A larger number of board members would want to consider whether they’re missing a significant number of meetings and are unable to fully participate in board planning, deliberations, and actions; or are not contributing money, time, connections, or other valuable resources to the organization; or are not spending time thinking about how the organization could be more effective at advancing its mission, and helping it do so.

If anyone IS unhappily involved in a situation with a high level of internal strife, this piece about the resignation of the entire 20-member board of the Minnesota Dance Theatre is really a must-read. The MDT is described as “solvent and successful” but obviously rent by bitter disagreement about…vision? direction? leadership style? I’m not sure I want to know the details, but the point of the story is that this amount of board drama damages the organization and the individuals concerned.

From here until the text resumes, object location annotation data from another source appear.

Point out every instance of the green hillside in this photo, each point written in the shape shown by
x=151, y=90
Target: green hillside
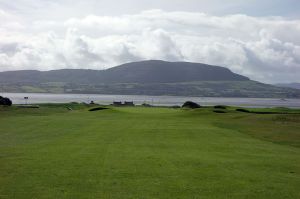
x=53, y=152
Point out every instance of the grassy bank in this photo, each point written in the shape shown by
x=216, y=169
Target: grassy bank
x=66, y=151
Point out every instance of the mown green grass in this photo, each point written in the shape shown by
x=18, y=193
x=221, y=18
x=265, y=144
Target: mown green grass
x=52, y=152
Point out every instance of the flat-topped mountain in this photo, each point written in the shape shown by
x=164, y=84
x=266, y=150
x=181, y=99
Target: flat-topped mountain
x=153, y=71
x=144, y=78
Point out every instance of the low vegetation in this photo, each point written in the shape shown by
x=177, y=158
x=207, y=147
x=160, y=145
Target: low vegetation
x=148, y=152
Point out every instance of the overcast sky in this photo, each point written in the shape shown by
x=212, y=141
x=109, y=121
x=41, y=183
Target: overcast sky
x=256, y=38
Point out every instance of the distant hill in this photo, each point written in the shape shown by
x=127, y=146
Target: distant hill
x=137, y=72
x=144, y=78
x=290, y=85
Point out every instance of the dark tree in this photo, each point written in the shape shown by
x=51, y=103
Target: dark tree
x=5, y=101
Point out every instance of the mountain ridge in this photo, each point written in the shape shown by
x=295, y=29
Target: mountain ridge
x=152, y=77
x=152, y=71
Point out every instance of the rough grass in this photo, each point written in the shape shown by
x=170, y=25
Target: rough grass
x=52, y=152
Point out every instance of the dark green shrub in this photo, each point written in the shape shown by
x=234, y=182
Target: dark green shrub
x=190, y=104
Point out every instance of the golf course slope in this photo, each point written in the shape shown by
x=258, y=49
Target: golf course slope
x=67, y=151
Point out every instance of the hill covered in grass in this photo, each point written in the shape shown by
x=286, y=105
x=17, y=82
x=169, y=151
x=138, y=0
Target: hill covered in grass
x=55, y=152
x=144, y=78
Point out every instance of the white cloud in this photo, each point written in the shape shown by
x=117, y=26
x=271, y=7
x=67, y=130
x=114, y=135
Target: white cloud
x=265, y=49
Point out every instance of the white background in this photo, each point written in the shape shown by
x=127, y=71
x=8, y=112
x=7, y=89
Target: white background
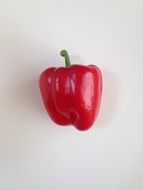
x=35, y=153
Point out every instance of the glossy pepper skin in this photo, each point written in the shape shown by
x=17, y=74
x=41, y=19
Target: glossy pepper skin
x=72, y=94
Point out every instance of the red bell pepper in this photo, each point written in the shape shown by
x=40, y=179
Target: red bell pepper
x=72, y=94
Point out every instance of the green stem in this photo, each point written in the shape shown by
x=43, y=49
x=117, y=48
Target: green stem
x=65, y=54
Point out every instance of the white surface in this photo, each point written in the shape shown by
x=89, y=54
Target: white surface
x=34, y=152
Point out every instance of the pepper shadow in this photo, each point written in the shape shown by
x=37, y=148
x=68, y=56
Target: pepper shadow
x=110, y=98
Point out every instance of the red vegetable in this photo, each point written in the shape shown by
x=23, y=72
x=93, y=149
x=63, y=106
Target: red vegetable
x=72, y=94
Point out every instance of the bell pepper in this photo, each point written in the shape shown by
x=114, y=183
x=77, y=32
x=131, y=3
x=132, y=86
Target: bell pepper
x=72, y=94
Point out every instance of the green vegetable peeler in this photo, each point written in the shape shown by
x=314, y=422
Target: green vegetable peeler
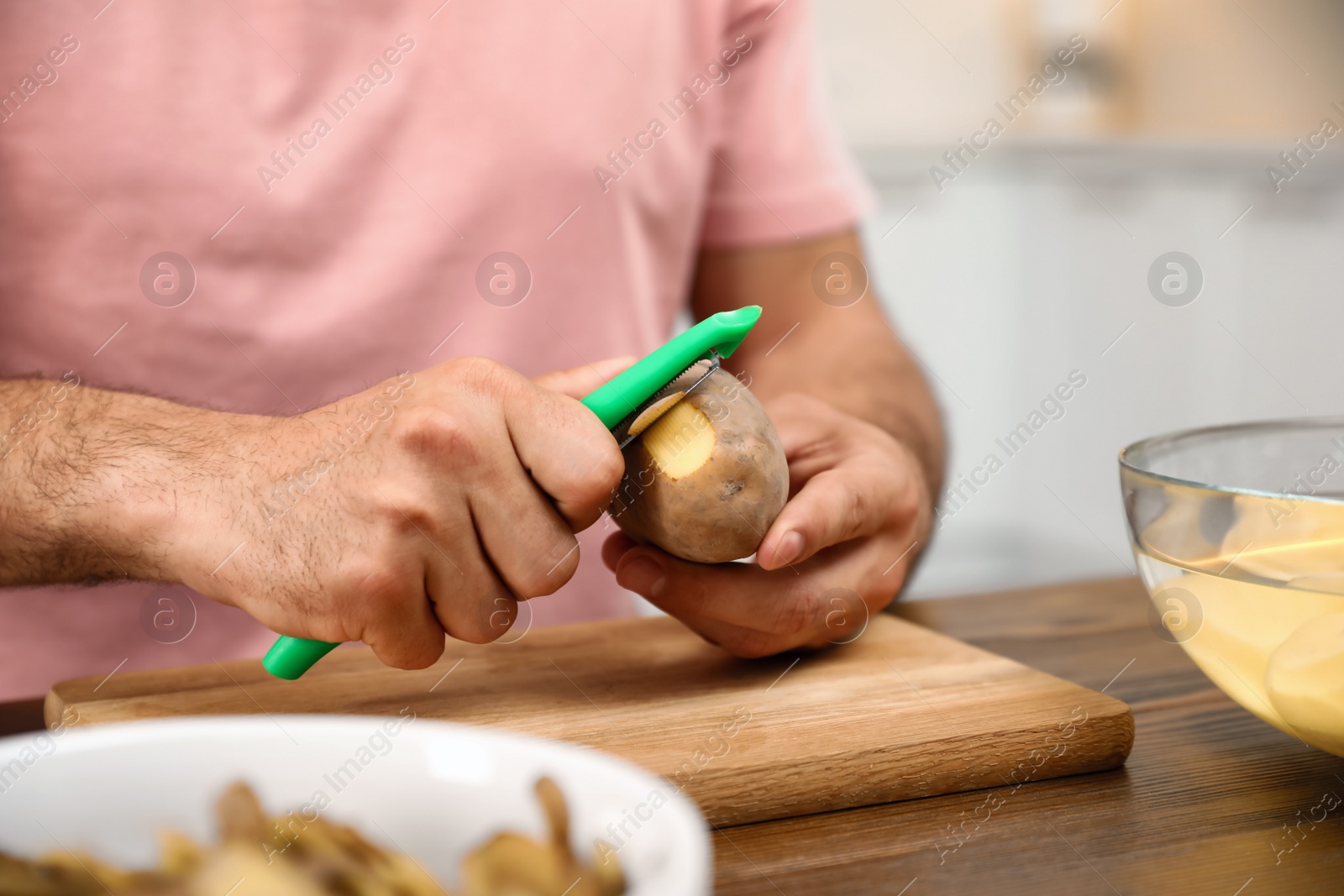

It talks about the need for careful and honest communication with stakeholders and the public to rebuild trust and reputation, and makes the point that recovery can be slow and painful. (A good case in point is Susan G. Komen’s Race for the Cure, the world’s largest breast cancer fundraising event, which is still struggling to bring in donations at the high level they enjoyed before their extremely controversial 2012 decision to defund Planned Parenthood.)

Much better to seek professional intervention and counsel before things reach that state, and if needed to take a look at Maytree’s recent Five Good Ideas about Successful Board – Executive Director Relationships with the Chair of the Board and President and CEO of the YMCA of Greater Toronto. I missed hearing this one in person, although the online video shows a helpful dialogue about the importance of shared vision and values; defining and recruiting Board members around the diversity and skills you need to help achieve your vision; building trusting relationships; defining roles and responsibilities; and enabling Boards to focus on the big picture and the long view.

Of course, if you’re determined to do an outstanding job of fulfilling your leadership responsibilities as either staff or board you should also sign up for Engaging your Board Effectively. I’ve been reading some great and thought-provoking resources whose ideas I may share with our attendees on September 22nd, but rather than steal Robin’s and mine and the other panel members’ thunder, I’ll write more on these following our session!